How can US Supreme Court decisions be overturned?

No single entity - not the President, Senate, House of Representatives, state Governors, nor anyone else - has the power to overturn a US Supreme Court ruling. Supreme Court decisions cannot be nullified by other parts of government. However, if the Supreme Court strikes down a federal law, Congress can always modify the law until it is such that the Supreme Court does not consider it to violate the Constitution, then pass it again.

Supreme Court decisions can only be overturned in two ways:

Legitimate Methods
  1. The US Supreme Court reverses a decision on an earlier case by making a contradictory decision on a current case.
  2. Congress and the States can overturn a decision by amending the Constitution.

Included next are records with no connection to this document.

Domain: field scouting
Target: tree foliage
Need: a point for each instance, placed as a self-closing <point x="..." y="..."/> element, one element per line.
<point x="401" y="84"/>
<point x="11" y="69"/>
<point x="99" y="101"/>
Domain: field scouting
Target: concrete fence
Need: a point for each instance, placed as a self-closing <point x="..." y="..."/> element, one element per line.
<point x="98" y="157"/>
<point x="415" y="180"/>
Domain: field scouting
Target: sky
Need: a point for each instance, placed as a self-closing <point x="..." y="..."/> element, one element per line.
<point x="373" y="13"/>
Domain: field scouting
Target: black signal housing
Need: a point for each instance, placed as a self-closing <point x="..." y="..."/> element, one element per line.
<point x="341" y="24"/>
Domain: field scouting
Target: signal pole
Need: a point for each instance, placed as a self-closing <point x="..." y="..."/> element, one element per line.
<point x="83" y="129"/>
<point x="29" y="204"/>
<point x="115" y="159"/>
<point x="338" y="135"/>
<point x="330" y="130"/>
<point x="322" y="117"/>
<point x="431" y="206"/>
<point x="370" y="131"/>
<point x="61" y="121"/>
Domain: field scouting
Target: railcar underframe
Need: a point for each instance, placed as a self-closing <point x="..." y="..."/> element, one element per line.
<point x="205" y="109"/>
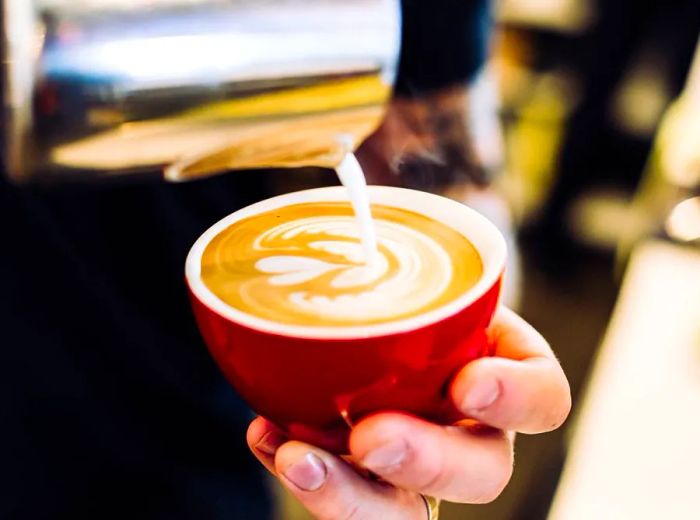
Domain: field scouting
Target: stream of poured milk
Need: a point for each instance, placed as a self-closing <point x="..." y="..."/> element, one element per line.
<point x="353" y="178"/>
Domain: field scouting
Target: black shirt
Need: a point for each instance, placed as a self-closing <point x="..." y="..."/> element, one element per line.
<point x="110" y="404"/>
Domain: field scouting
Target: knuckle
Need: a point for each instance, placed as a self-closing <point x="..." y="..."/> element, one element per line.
<point x="488" y="490"/>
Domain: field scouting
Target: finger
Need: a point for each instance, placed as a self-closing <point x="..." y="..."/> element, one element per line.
<point x="525" y="389"/>
<point x="449" y="463"/>
<point x="264" y="439"/>
<point x="515" y="338"/>
<point x="530" y="396"/>
<point x="330" y="489"/>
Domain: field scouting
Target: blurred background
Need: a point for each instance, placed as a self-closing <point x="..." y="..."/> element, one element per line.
<point x="599" y="104"/>
<point x="600" y="108"/>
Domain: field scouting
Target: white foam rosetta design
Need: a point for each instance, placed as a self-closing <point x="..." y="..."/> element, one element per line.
<point x="409" y="272"/>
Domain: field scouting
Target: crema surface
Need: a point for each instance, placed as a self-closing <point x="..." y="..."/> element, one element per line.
<point x="303" y="264"/>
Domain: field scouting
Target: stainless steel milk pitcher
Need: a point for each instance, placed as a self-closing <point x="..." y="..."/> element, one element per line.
<point x="190" y="87"/>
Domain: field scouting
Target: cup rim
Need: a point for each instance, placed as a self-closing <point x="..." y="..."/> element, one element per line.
<point x="483" y="234"/>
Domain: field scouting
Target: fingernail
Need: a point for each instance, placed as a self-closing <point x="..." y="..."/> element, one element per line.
<point x="387" y="457"/>
<point x="309" y="473"/>
<point x="270" y="443"/>
<point x="481" y="395"/>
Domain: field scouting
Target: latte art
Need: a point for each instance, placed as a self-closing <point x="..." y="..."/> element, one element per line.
<point x="304" y="264"/>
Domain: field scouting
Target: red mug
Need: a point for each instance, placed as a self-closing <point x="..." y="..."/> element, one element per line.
<point x="316" y="382"/>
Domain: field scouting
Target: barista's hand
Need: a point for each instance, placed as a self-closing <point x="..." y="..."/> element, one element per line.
<point x="522" y="389"/>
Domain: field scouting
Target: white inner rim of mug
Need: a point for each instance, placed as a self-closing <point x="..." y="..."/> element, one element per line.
<point x="485" y="237"/>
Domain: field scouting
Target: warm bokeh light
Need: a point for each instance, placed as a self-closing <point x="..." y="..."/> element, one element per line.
<point x="684" y="221"/>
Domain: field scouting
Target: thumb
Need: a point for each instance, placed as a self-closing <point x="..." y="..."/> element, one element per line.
<point x="330" y="488"/>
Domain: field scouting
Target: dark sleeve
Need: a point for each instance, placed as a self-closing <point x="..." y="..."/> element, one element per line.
<point x="443" y="42"/>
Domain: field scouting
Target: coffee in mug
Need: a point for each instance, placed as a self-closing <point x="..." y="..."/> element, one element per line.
<point x="304" y="264"/>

Illegitimate Methods (Passive Resistance)
  1. Sometimes the Executive Branch obstructs or fails to enforce a decision.
  2. Sometimes Congress rewrites legislation to bring it into compliance with constitutional guidelines.
  3. Sometimes Congress strips the Supreme Court of its appellate jurisdiction over certain types of cases to deprive them of the ability to overturn a law or policy.
  4. Sometimes states pass laws that clearly violate Supreme Court decisions, forcing someone with standing to challenge the new law's constitutionality. Meanwhile, the law can be enforced even if violates established civil rights. State legislatures do this with the hope of overturning, or slipping around, precedents set by earlier Courts.

Contributor's Example
Don burns the US Flag on the steps of a state capitol. The state arrests him because the state amended its own constitution to make this illegal. However, the US Supreme Court ruled that flag burning is protected speech, thereby making flag burning lawful under US law.

If the case is appealed to the US Supreme Court, it would rule that the state constitutional amendment violates the US Constitution (which is superior) and strike down the state amendment.

The state then writes a law that Don has to buy a permit to burn the flag in any form of protest. The US Supreme Court might uphold that law (if challenged) as long as it fulfills a legitimate government purpose, but does not: 1) discriminate in who the permits are issued to, or 2) make the cost or time involved in issuance of the permit unbearable. Sometimes such laws are deemed unconstitutional, and sometimes not.